The three non-signatories to the NPT, India, Israel, and Pakistan, all of which are members of the CD, were clearly not part of the NPT consensus, but all three have given grudging support for FMCT negotiations[v] – which does not mean that they will join the moratorium on fissile material production (indeed it could mean accelerated production while negotiations drag on), nor does it guarantee that they will not later in April resist the formula before the CD. North Korea , also a CD member, is clearly not in a position to block consensus. Iran is also reluctant and has raised procedural questions. It could raise objections based on its earlier concerns about the absence of a specific reference to verification, but that would not be compelling objection given that the inclusion of the phrase “without any preconditions” in the CD formula means that verification would not be excluded, as the US has proposed.

Verification has been made a contentious issue by US opposition to it. In response, Canada has submitted a working paper in support of effective verification and arguing that an FMCT verification regime should be built on, though not necessarily confined to, the IAEA-based NPT safeguards regime.[vi]

If negotiations on an FMCT are finally agreed in the April special session, it will be in the context of agreed discussions, optimistically characterized as “substantive discussions,” on three linked issues:[vii]

-nuclear disarmament and the prevention of nuclear war,

-the prevention of an arms race in outer space ( PAROS ), and

-appropriate international arrangements to assure non-nuclear-weapon States against the use or threat of use of nuclear weapons against them (negative security assurances or NSAs).

The start of actual negotiations on an FMCT would be a genuine breakthrough. It certainly wouldn’t end the disagreements and suspicions among the States party to the NPT, but it would help to brighten the mood on the eve of the first preparatory committee session (to run from April 30 through May11 Vienna) for the 2010 NPT Review Conference.

More important, work on the FMCT could help to put some pressure on India to join the official NWS in a moratorium on fissile material production for weapons purposes. It would in particular strengthen the case for linking any move toward the resumption of civilian nuclear trade with India to such a moratorium. If India were given leave to import uranium for its non-military nuclear facilities without such a moratorium it would allow India to devote all its domestic uranium to military production and thus expand its weapons arsenal at an accelerated pace (more on this shortly).

[i] See the Reaching Critical Will website for excellent and ongoing documentation of the CD debates (http://www.reachingcriticalwill.org/political/cd/speeches07/reports.html).

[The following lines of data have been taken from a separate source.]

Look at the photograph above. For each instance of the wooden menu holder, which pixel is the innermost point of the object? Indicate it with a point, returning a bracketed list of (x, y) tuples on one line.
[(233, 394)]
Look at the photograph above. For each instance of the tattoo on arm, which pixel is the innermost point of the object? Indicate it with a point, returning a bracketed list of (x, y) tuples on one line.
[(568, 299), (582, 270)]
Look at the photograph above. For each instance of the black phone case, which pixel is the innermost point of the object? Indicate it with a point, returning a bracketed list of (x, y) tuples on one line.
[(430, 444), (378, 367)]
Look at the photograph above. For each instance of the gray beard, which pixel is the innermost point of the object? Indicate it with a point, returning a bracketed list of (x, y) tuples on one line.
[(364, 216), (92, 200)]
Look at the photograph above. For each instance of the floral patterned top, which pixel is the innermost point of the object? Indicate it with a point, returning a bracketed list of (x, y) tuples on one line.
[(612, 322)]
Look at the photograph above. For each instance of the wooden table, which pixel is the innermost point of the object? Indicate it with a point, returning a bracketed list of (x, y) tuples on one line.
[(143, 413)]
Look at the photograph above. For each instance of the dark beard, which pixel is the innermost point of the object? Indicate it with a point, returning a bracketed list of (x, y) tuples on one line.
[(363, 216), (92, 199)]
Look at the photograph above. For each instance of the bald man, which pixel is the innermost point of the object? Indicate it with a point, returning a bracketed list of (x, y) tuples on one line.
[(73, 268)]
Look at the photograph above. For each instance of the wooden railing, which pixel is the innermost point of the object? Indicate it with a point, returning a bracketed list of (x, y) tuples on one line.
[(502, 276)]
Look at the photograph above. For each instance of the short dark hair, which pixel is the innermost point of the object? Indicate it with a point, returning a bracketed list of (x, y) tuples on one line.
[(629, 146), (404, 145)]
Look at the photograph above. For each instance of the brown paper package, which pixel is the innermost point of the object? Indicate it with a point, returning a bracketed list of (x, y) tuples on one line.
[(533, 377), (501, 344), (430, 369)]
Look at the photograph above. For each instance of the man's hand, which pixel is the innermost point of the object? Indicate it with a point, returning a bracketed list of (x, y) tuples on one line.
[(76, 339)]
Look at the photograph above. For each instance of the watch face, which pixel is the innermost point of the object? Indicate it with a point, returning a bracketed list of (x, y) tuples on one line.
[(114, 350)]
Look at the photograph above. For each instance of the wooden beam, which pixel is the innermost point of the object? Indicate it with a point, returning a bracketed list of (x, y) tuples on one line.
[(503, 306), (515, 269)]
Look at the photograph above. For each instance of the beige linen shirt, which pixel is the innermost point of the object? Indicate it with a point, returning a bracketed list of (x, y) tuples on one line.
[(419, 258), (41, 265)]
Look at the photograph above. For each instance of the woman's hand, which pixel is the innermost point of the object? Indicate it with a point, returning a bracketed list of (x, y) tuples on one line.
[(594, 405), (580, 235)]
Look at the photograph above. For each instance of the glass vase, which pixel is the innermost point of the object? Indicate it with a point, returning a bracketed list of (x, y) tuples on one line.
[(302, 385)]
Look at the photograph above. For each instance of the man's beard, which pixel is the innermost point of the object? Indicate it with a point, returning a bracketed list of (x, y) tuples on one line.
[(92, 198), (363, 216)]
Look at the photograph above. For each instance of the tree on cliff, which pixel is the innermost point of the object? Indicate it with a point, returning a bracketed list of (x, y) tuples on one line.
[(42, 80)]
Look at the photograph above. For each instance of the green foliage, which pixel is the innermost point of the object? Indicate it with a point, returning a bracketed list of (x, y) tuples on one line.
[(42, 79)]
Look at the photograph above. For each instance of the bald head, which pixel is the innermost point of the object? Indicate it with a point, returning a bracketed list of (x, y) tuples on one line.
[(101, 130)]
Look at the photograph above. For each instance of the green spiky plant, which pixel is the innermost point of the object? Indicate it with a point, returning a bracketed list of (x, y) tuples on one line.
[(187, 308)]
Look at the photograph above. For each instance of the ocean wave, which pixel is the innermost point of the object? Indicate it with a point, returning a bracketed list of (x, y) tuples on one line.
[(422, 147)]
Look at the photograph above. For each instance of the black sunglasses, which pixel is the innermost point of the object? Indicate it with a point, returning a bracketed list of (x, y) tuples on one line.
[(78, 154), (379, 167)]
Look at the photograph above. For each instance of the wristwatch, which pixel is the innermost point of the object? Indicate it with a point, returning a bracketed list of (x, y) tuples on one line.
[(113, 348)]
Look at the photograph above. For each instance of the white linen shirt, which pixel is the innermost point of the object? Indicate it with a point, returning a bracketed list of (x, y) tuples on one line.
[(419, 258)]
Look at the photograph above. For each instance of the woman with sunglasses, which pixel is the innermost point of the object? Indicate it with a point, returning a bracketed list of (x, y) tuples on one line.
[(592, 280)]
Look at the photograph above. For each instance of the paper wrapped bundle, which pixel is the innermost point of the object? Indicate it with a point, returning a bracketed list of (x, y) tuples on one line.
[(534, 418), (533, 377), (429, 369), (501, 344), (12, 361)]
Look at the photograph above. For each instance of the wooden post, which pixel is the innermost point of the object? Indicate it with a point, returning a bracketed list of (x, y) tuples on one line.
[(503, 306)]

[ii]Review Conference of the Parties to the Treaty on the Non-Proliferation of Nuclear Weapons. 1995. NPT Review Conference Package of Decisions. http://www.reachingcriticalwill.org/legal/npt/1995dec.html#2.

[iii] Review Conference of the Parties to the Treaty on the Non-Proliferation of Nuclear Weapons. 2000. Final Document. 24 May.

http://f40.iaea.org/worldatom/Press/Events/Npt/NPT_Conferences/npt2000_final_doc.pdf.

[iv]Hui Zhan and Frank von Hippel, ” Building confidence in a fissile materials production moratorium using commercial satellite imagery,” Disarmament Forum, No. 3, 2000 (UNIDIR), p. 72

[v] Shai Feldman, “Israel and the Cut-Off Treaty,” Jaffe Center for Strategic Studies, University of Tel Aviv University, Strategic Assessment, Vol. 1, No. 4, January 1999; Rajesh Kumar Mishra, “India and the draft US FMCT text,” IDSA Strategic Comments, Institute for Defence Studies and Analysis, June 15, 2006.

[vi] Amb. Paul Meyer, “Introduction of Canadian FMCT working paper,” CD Plenary, March 20, 2007.

[vii] Presidential Draft Decision, Conference on Disarmament (document CD/2007/L.1), March 23, 2007.